What has changed, that Nussbaum no longer thinks anger is needed to say “humanity has come back”, but grief and love are enough? Many things, I think, but a key part of it is the nuance that she develops in the just-mentioned concept of “the Transition” – a concept, and a nuance, that I think Śāntideva doesn’t have. She explains the Transition as follows:

Most average people get angry. But often, noting the normative irrationality of anger, particularly in its payback mode, a reasonable person shifts off the terrain of anger toward more productive forward-looking thoughts, asking what can actually be done to increase either personal or social welfare. (Anger 6)

The Transition can be accompanied by “Transition-Anger”, “whose entire content is: ‘How outrageous. Something should be done about that.'” Nussbaum finds this Transition-Anger beneficial, but laments that it is rarely found “in that pure form”, far too often contaminated by the more common wish for payback, the wish to wrong the wrongdoer.
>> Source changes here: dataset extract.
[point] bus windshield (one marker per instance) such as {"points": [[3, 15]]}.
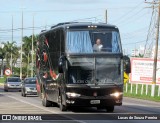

I think Nussbaum is really on to something with this idea of the Transition and Transition-Anger – enough that I suspect her new position in this new book is superior, not only to her old position, but to Śāntideva’s as well. Because I think this idea preserves that which is valuable in anger. I have been angry an immeasurable number of times in my own life. When I look back on them, just about the only times I feel confidently glad I got angry where those times when that anger expressed a new realization: when I had been mistreated or putting up with an unjust situation, and only in that angry moment realizing what was wrong with the situation. Anger can tell us that something is wrong here, and that is a valuable function it serves. Śāntideva doesn’t acknowledge this function that anger can serve – in large part, I think, because justice just isn’t something he’s concerned with, and I do disagree with him on that. But even in those situations where anger told me something was wrong, my anger often lasted far longer than was necessary to tell me that, and continued in ways that either lashed out at targets or ate away at me inside. Anger is a dangerous tiger to ride, a snake it is easy to grasp wrongly, in ways that Śāntideva – and now, it appears, Nussbaum – is rightly aware of.